Si esas prácticas diarias fueran correctas –probablemente con renovado empuje por parte de sus actores– esas actitudes y criterios podrían convertirse en nuevos refranes que recibirían la aceptación social por representarnos a todos; pero no lo son, pues de serlo estaríamos en el umbral de verdades diferentes sobre conductas a seguir. Los representantes más virulentos de esas prácticas y sus leales seguidores pueden, vanamente, esforzarse cada vez más para que sus puntos de vista sean asumidos definitivamente por todos.

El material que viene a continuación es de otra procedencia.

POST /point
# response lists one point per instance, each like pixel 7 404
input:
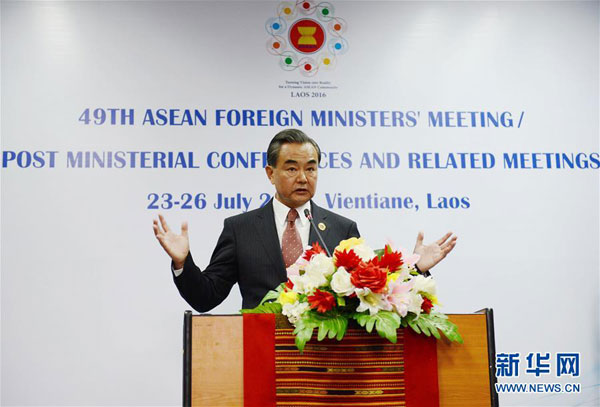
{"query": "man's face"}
pixel 295 175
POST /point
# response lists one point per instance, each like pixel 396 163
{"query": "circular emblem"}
pixel 307 36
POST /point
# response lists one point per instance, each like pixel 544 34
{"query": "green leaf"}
pixel 266 308
pixel 303 333
pixel 386 323
pixel 414 326
pixel 435 322
pixel 272 294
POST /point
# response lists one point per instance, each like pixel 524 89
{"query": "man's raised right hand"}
pixel 176 246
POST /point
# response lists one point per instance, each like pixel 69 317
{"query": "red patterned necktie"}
pixel 291 244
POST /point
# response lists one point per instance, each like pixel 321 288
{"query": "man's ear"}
pixel 269 171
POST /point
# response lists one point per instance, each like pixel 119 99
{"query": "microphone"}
pixel 309 217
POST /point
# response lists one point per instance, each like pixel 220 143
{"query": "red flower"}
pixel 289 286
pixel 426 305
pixel 369 276
pixel 390 260
pixel 323 301
pixel 314 249
pixel 346 259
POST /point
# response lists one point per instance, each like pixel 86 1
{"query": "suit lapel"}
pixel 320 218
pixel 267 233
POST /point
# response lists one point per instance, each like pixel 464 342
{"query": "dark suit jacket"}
pixel 249 253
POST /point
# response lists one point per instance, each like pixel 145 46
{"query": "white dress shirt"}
pixel 280 213
pixel 302 224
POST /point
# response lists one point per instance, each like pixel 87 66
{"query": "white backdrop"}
pixel 90 315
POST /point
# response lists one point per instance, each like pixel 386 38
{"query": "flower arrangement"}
pixel 379 289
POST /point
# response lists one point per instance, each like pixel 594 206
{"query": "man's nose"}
pixel 301 176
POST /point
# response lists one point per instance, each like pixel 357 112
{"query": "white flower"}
pixel 364 252
pixel 308 281
pixel 320 263
pixel 294 311
pixel 341 283
pixel 424 284
pixel 400 296
pixel 371 301
pixel 414 305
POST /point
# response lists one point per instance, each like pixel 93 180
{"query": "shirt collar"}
pixel 281 211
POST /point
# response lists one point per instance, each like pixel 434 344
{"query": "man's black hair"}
pixel 288 136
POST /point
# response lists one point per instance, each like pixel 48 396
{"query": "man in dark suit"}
pixel 255 248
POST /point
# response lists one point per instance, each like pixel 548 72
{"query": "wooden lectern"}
pixel 213 361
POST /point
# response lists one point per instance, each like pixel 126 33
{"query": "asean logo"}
pixel 306 36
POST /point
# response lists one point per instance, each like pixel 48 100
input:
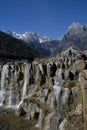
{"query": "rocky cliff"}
pixel 47 91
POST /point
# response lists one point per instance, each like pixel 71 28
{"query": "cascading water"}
pixel 3 76
pixel 26 80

Si ese activismo fuera suficiente, pronto podríamos identificarnos con refranes como ‘insulta y serás ensalzado’, ‘alabanza en boca propia es virtud’ y con otras expresiones que recojan lo que ellos hacen con necedad y desparpajo. Sin embargo, esa probabilidad no se vislumbra como posible, porque esas burdas conductas, pese al griterío insolente de sus actores, son siempre marginales.

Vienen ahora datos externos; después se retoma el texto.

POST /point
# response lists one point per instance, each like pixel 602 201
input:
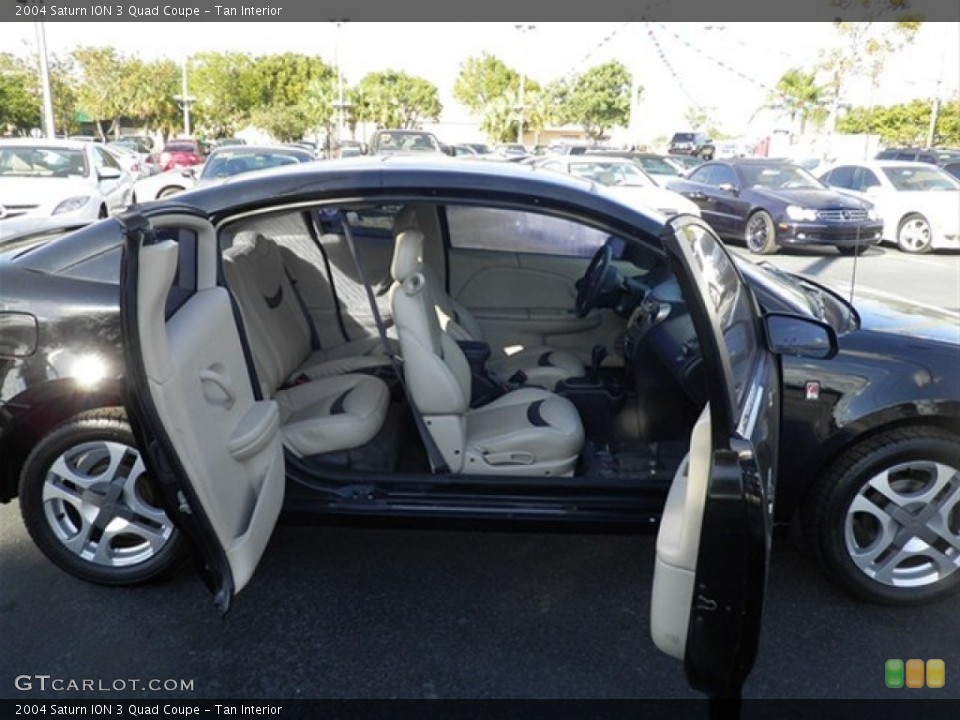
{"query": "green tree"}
pixel 293 91
pixel 906 123
pixel 148 91
pixel 862 50
pixel 484 79
pixel 19 95
pixel 392 99
pixel 798 96
pixel 100 72
pixel 226 89
pixel 599 99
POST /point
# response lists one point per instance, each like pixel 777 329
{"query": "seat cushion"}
pixel 526 427
pixel 542 365
pixel 335 413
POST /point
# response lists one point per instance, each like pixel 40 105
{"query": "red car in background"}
pixel 180 153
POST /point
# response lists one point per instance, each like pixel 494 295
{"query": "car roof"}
pixel 401 176
pixel 46 142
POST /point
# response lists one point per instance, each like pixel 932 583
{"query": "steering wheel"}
pixel 588 288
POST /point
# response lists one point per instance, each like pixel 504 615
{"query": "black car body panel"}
pixel 881 375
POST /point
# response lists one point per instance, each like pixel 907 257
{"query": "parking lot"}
pixel 340 612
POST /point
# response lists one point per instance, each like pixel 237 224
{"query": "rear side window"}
pixel 516 231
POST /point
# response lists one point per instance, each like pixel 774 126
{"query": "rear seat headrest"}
pixel 407 254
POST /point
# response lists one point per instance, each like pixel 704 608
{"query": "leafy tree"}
pixel 293 94
pixel 19 95
pixel 797 95
pixel 226 88
pixel 100 73
pixel 906 123
pixel 392 99
pixel 599 99
pixel 484 79
pixel 863 49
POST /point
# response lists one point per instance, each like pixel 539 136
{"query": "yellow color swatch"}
pixel 914 673
pixel 936 673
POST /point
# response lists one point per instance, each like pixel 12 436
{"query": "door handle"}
pixel 212 377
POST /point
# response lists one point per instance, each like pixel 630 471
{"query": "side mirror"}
pixel 800 336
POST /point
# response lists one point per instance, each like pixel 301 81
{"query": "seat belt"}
pixel 314 337
pixel 433 452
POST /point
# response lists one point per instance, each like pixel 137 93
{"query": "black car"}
pixel 504 248
pixel 768 204
pixel 692 143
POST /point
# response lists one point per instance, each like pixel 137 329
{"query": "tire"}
pixel 760 234
pixel 853 250
pixel 168 192
pixel 914 234
pixel 70 505
pixel 858 517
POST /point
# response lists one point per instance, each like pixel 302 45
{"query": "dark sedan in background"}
pixel 769 204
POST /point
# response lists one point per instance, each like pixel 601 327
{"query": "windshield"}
pixel 657 166
pixel 780 177
pixel 42 161
pixel 914 178
pixel 236 162
pixel 606 173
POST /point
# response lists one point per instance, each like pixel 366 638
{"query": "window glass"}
pixel 911 178
pixel 478 228
pixel 842 176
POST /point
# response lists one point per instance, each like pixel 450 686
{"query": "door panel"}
pixel 526 300
pixel 725 500
pixel 213 446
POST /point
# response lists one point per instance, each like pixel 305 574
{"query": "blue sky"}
pixel 680 65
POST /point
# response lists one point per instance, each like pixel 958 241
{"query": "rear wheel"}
pixel 914 234
pixel 885 519
pixel 90 506
pixel 760 235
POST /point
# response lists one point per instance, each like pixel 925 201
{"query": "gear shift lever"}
pixel 597 356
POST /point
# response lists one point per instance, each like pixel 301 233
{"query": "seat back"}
pixel 279 333
pixel 435 369
pixel 455 319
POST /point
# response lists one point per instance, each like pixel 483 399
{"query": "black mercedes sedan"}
pixel 768 204
pixel 583 370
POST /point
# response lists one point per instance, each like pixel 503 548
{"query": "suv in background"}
pixel 934 156
pixel 697 144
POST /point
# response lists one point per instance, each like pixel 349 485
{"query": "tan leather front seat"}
pixel 542 364
pixel 525 432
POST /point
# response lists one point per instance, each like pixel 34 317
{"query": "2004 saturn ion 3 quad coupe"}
pixel 403 338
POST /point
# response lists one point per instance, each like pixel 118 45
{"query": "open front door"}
pixel 714 540
pixel 212 445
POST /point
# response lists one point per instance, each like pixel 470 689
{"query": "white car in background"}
pixel 62 178
pixel 919 203
pixel 625 179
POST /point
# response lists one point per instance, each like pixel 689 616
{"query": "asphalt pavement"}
pixel 337 612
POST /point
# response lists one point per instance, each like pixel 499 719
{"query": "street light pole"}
pixel 341 105
pixel 48 125
pixel 184 99
pixel 524 28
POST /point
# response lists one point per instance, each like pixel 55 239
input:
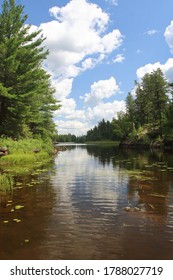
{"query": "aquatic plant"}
pixel 6 182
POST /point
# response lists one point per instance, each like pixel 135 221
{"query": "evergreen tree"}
pixel 26 95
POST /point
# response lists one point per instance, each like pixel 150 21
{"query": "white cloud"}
pixel 119 58
pixel 63 87
pixel 151 32
pixel 167 69
pixel 78 41
pixel 101 90
pixel 108 111
pixel 113 2
pixel 74 38
pixel 78 122
pixel 74 127
pixel 169 36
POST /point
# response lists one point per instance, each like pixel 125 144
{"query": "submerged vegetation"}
pixel 6 182
pixel 27 99
pixel 148 119
pixel 24 157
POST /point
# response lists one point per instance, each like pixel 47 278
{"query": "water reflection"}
pixel 80 210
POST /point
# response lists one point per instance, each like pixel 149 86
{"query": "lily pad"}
pixel 16 220
pixel 26 240
pixel 18 207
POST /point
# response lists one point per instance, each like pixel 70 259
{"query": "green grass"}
pixel 6 182
pixel 104 142
pixel 22 158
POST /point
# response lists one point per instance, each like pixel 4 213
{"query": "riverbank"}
pixel 22 157
pixel 164 144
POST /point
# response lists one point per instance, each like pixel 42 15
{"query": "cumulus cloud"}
pixel 63 87
pixel 74 127
pixel 119 58
pixel 101 90
pixel 74 37
pixel 151 32
pixel 78 122
pixel 169 36
pixel 113 2
pixel 167 69
pixel 78 41
pixel 108 111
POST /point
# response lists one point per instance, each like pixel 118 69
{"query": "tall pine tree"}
pixel 26 95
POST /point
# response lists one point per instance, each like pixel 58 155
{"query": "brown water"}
pixel 78 210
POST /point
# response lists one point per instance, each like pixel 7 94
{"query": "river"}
pixel 93 202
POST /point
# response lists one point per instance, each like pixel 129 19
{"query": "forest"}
pixel 27 98
pixel 148 116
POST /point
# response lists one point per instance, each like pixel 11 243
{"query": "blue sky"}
pixel 97 50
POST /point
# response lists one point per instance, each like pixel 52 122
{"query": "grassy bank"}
pixel 104 142
pixel 22 157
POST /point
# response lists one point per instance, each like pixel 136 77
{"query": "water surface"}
pixel 96 202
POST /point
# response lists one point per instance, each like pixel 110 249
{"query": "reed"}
pixel 6 182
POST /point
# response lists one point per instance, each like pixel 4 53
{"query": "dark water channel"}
pixel 96 202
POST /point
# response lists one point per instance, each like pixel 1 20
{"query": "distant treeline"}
pixel 148 116
pixel 27 98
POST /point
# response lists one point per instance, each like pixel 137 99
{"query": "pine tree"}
pixel 26 94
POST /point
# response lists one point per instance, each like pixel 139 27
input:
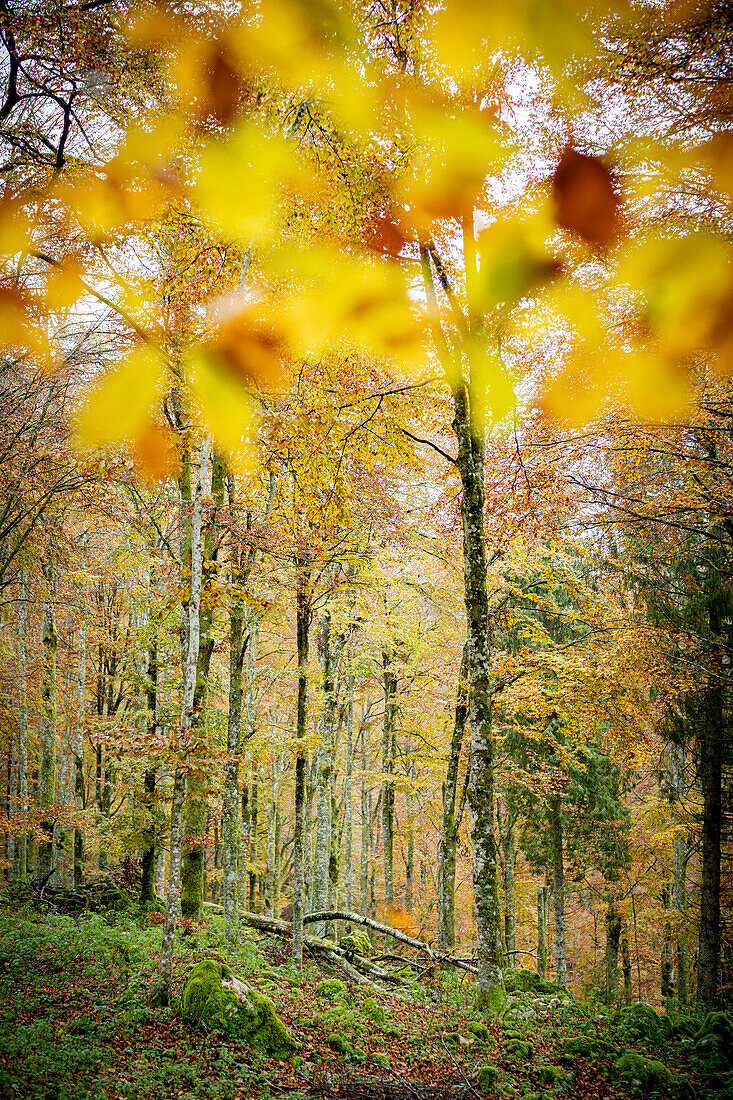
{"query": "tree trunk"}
pixel 542 932
pixel 21 847
pixel 148 880
pixel 193 625
pixel 448 839
pixel 47 779
pixel 612 938
pixel 711 757
pixel 348 810
pixel 505 825
pixel 387 768
pixel 481 784
pixel 303 626
pixel 555 823
pixel 666 969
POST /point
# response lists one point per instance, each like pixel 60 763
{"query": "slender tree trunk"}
pixel 555 823
pixel 612 938
pixel 542 932
pixel 625 963
pixel 303 626
pixel 148 880
pixel 505 825
pixel 448 839
pixel 387 767
pixel 254 810
pixel 348 809
pixel 47 780
pixel 21 848
pixel 666 968
pixel 162 992
pixel 711 759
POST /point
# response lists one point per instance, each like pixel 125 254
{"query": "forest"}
pixel 365 549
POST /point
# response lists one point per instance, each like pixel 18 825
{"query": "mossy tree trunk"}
pixel 47 774
pixel 303 628
pixel 451 816
pixel 21 846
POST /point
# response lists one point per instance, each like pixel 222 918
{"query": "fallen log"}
pixel 336 914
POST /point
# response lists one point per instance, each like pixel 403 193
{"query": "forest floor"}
pixel 75 1024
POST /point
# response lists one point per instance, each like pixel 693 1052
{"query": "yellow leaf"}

Aún tienen validez refranes que condenan el desprecio a la modestia y otras conductas de esa laya, como ‘el burro adelante’ o ‘alabanza en boca propia es vituperio’. Pese al incesante quehacer de insultadores y fatuos en paredes y muros digitales, todavía el refrán que califica al autoelogio y a la autocalificación como vergonzosos tiene vigencia y es el espejo en el cual muchos podrían mirarse. Para que esa máxima deje de tener valor y sea reemplazada por otra que diga ‘soy en tanto me autodefino y alabo’, falta todo, pues sabemos culturalmente que quienes alardean de algo son los que no lo tienen. Concluyo esta columna, fuera de la línea de argumentación prevista, recurriendo a otro refrán… ‘dime de lo que presumes y te diré de lo que careces’. (O)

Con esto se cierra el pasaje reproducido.